Hi, I have a question regarding how is the resource being assigned to each trial/remote task when remote tasks are scheduled by trials of a trainable.
Here’s an example:
import ray
from ray import tune
import time
hparams_space = {
"x": tune.uniform(0, 1),
"y": tune.grid_search([0, 1, 2, 3, 4, 5, 6, 7]),
}
@ray.remote(num_returns=2)
def get_score(config):
time.sleep(20)
return config["x"] ** 2, config["y"] * -1
def run_trial(config):
score, score2 = ray.get(get_score.remote(config))

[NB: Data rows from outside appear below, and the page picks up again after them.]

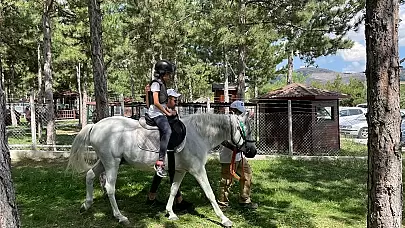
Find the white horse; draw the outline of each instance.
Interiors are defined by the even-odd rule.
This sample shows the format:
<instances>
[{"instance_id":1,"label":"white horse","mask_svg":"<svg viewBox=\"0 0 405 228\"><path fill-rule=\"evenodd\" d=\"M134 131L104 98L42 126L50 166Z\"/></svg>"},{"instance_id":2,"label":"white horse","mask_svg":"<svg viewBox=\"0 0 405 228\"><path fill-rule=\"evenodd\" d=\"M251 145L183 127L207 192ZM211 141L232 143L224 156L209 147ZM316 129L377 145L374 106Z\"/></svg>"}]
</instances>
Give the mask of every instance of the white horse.
<instances>
[{"instance_id":1,"label":"white horse","mask_svg":"<svg viewBox=\"0 0 405 228\"><path fill-rule=\"evenodd\" d=\"M190 172L205 192L216 215L221 219L222 225L225 227L232 226L232 222L224 215L215 200L208 182L205 164L211 148L225 140L232 142L237 147L243 147L242 150L244 151L256 153L248 117L248 113L242 116L195 114L182 119L186 126L187 136L184 148L175 154L176 172L166 205L170 220L178 219L172 210L173 200L184 175L186 172ZM121 214L115 200L118 167L122 159L138 168L147 167L151 169L153 167L158 158L158 153L140 149L139 140L137 140L137 136L140 134L148 135L151 131L142 127L137 120L125 117L109 117L96 124L89 124L79 132L72 145L68 168L76 171L88 170L86 201L82 204L82 210L87 210L92 205L94 178L105 171L107 180L104 187L114 217L120 223L129 224L128 218ZM98 161L91 169L84 159L84 152L88 151L89 145L93 147L98 156Z\"/></svg>"}]
</instances>

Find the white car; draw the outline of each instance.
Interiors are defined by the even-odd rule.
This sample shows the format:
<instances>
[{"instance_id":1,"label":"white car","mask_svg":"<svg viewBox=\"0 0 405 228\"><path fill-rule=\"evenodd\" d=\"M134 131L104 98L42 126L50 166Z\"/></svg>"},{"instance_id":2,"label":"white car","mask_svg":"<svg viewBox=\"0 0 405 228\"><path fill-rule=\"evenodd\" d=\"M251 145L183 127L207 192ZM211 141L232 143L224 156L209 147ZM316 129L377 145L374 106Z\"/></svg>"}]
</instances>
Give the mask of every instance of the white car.
<instances>
[{"instance_id":1,"label":"white car","mask_svg":"<svg viewBox=\"0 0 405 228\"><path fill-rule=\"evenodd\" d=\"M339 123L341 134L350 135L360 139L368 137L368 125L365 115L357 116L354 119L344 120Z\"/></svg>"},{"instance_id":2,"label":"white car","mask_svg":"<svg viewBox=\"0 0 405 228\"><path fill-rule=\"evenodd\" d=\"M367 103L363 103L363 104L358 104L356 105L356 107L358 108L364 108L367 110ZM400 109L401 112L401 117L405 117L405 109ZM340 115L339 115L340 116Z\"/></svg>"},{"instance_id":3,"label":"white car","mask_svg":"<svg viewBox=\"0 0 405 228\"><path fill-rule=\"evenodd\" d=\"M364 116L367 109L360 107L339 107L339 122L356 119Z\"/></svg>"},{"instance_id":4,"label":"white car","mask_svg":"<svg viewBox=\"0 0 405 228\"><path fill-rule=\"evenodd\" d=\"M358 104L358 105L356 105L356 107L367 108L367 103Z\"/></svg>"}]
</instances>

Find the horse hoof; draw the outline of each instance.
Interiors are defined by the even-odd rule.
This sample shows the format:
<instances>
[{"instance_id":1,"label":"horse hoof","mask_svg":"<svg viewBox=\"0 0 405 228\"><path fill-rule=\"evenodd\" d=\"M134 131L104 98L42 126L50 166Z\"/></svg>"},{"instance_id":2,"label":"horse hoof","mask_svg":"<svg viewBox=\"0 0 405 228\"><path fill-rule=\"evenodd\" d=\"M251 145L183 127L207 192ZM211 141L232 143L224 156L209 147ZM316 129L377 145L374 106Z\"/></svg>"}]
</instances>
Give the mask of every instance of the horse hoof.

ret = {'score':score, 'score2':score2}
tune.report(**ret)
if __name__ == "__main__":
analysis = tune.run(
run_trial,
num_samples=1,
config=hparams_space,
resources_per_trial=tune.PlacementGroupFactory([{}, {"CPU": 2}]),
)
So from what I’ve been observing, the number of resources required for each trial is defined by the second dictionary in the bundle list, and the number of remote tasks run in parallel is the number of CPUs defined, in this case 2, because by default one remote task is assigned to one worker and that’s by default a CPU unit. The part I was confused about is in the docs of PlacementGroupFactory, it says
This could be used e.g. if you had one learner running in the main trainable that schedules two remote workers that need access to 2 CPUs each.
on example:
from ray import tune
tuner = tune.Tuner(
tune.with_resources(
train,
resources=tune.PlacementGroupFactory([
{"CPU": 1, "GPU": 0.5, "custom_resource": 2},
{"CPU": 2},
{"CPU": 2},
], strategy="PACK")
)
)
tuner.fit()
I’m not sure I understand the meaning of “schedule two remote workers here”. Is that equivalent to “two remote tasks” here? Please correct me if I’m wrong at any point.
Thanks in advance.